O presidente da República é o gestor de um empreendimento chamado Brasil, que tem um PIB de U$ 2,2 trilhões, mais de 100 empresas estatais, bancos públicos, inúmeras autarquias, fundações e uma administração direta com mais de 2 milhões de servidores públicos responsáveis pela prestação de serviços a mais de 200 milhões de pessoas.
Também está sob a responsabilidade do presidente as relações internacionais, porque é o chefe da nação. Sob sua alçada estão as decisões administrativas que envolvem o patrimônio do país, sua riqueza agrícola, seu potencial energético e ambiental, a política industrial e os verdadeiros conflitos entre os auxiliares sobre o modelo de gestão pública.
Após o impeachment de Dilma Rousseff, o presidente está encarregado de organizar novamente as contas públicas e resgatar a credibilidade do governo, com incentivos a investimentos nacionais e internacionais.
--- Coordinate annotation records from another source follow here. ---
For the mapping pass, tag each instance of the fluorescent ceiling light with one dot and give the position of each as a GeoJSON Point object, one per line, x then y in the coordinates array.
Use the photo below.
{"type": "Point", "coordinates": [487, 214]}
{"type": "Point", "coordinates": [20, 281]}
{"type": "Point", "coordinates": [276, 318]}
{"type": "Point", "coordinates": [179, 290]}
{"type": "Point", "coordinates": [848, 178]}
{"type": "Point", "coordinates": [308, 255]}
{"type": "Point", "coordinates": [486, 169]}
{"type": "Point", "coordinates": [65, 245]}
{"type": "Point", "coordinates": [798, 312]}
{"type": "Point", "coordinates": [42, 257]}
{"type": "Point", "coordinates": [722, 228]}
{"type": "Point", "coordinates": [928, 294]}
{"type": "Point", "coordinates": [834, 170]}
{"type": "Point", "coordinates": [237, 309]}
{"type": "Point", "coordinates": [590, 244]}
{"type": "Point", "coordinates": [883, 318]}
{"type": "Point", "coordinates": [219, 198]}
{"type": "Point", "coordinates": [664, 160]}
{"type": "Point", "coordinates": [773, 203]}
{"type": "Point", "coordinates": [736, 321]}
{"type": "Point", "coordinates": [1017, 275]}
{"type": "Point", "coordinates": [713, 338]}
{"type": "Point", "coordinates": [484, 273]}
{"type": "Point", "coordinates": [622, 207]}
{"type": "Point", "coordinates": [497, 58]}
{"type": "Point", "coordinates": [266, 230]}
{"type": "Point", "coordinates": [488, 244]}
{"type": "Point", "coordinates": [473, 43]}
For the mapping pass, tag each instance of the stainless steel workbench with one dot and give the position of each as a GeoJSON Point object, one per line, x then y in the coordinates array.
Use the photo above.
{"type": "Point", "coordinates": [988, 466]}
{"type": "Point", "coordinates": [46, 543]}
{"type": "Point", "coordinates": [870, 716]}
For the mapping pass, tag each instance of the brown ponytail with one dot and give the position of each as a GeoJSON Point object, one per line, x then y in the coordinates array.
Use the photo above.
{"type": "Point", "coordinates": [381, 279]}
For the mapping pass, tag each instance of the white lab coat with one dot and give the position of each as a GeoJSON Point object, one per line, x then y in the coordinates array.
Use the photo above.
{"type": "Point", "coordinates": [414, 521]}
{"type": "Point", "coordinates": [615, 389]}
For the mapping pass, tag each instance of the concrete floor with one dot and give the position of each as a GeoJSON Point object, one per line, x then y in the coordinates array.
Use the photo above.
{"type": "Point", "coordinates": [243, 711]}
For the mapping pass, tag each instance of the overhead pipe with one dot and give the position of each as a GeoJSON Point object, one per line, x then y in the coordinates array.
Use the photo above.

Precisa trabalhar duro para aprovar medidas que possibilitem essa reorganização do Estado e a contenção do crescimento da dívida interna. E, além de tudo isso, conseguir maioria parlamentar no Congresso para continuar governando.
Como alguém com tantas atribuições arrumou tempo na agenda para tratar de um assunto privado de um dos seus auxiliares do tamanho de um apartamento de R$ 2,6 milhões?